Even more complicated, noted the New York Times (September 30): “At the same time, the countries kept up trade ties and cut natural gas deals and Turkey bought anti-aircraft missiles from Russia, angering the United States”. A Turkish news agency reported that Turkish-made drones had hit targets in Nagorno-Karabakh “raising the specter” warns Andrew Kramer, “of a proxy battle in the enclave”. Trespassing into former Soviet territory with arms “is not something Russia will look kindly at”, said Dmitry Trenin, director of the Moscow Carnegie Center. Nick Paton Walsh insisted in the CNN newsletter (October 5) that Putin and Erdogan “are no longer speed dialing each other. Erdogan has left Putin in perhaps his most delicate spot in years”. Moscow is deeply involved in conflicts in Libya and Syria, is dealing with a crisis in neighboring Belarus, whose dictator is threatened to lose power to a democratic movement. Recep Tayyip Erdogan is threatening to intervene for as long as needed in the Caucasus crisis: “As Turkey, with all our means and with all our heart, we stand with fellow and brother Azerbaijan and we continue to stand with it, God willing, until Nagarno-Karabakh is liberated from invasion, this struggle will continue” (Washington Post Newsletter, ‘Today’s world view’, October 5). Intervention by Ankara, writes Fehim Tastekin (Al-Monitor, October 3) “risks escalation with Russia. If Moscow comes to believe that Ankara has ulterior motives, such as expanding its Turco-Islamist influence to the South Caucasus as part of Erdogans’s neo-Ottoman ambitions, it won’t stand idle”.

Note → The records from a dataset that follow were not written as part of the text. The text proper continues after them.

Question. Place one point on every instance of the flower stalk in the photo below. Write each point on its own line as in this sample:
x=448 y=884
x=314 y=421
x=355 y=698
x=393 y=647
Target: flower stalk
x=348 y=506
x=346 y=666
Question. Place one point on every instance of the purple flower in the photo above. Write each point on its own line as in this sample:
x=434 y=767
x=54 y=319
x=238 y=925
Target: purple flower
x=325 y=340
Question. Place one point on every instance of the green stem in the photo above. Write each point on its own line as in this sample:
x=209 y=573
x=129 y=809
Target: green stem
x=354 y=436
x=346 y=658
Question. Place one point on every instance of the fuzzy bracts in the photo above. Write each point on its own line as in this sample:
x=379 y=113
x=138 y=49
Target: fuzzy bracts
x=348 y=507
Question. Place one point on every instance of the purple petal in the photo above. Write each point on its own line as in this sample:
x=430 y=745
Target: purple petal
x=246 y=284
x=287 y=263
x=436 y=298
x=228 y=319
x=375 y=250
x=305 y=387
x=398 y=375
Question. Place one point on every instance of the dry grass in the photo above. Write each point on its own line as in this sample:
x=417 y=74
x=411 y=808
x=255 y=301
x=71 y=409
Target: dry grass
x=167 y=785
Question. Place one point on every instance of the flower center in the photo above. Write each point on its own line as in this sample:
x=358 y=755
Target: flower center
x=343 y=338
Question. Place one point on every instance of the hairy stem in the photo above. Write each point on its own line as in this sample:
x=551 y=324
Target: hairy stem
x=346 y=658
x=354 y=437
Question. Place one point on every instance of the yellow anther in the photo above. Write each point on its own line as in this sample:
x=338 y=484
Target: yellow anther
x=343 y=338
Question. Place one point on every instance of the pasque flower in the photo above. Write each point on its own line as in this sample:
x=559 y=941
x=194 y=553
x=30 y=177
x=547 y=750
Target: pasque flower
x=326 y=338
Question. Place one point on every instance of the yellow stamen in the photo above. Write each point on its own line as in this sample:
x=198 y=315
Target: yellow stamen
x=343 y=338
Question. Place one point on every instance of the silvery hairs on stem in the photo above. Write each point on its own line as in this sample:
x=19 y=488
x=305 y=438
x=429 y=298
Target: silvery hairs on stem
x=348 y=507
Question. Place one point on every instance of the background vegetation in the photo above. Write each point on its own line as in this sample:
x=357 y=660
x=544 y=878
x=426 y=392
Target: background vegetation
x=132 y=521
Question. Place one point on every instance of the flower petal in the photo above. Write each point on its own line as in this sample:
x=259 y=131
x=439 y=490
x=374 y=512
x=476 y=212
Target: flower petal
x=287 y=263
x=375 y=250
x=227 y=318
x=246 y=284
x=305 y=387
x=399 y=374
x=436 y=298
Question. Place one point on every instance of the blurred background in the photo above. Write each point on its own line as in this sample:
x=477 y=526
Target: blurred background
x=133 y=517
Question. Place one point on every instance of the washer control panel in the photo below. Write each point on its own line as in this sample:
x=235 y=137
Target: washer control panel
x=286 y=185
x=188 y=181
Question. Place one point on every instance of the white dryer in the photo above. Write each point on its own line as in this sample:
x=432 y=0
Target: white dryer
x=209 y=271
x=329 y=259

For Armenia’s Prime Minister Nikol Pashinyan, the current fighting poses an “existential threat” because of the role of Turkey, whose precursor, the Ottoman Empire killed an estimated 1.5 million Armenians at the end of the First World War. Political analyst Amberin Zaman claimed in the Al-Monitor newsletter (October 3), that Azerbaijan’s military action “was not sparked by accident but was preplanned by Azerbaijan and its regional ally Turkey”. Zaman’s analysis is that Turkey’s all-in support, including providing arms and training, can allow Erdogan “to claim credit for winning back Azerbaijani territory, however little, [which] would be an enormous boost to his droopy poll numbers in the midst of a looming economic crisis”.
The opinions expressed in this article belongs to the author.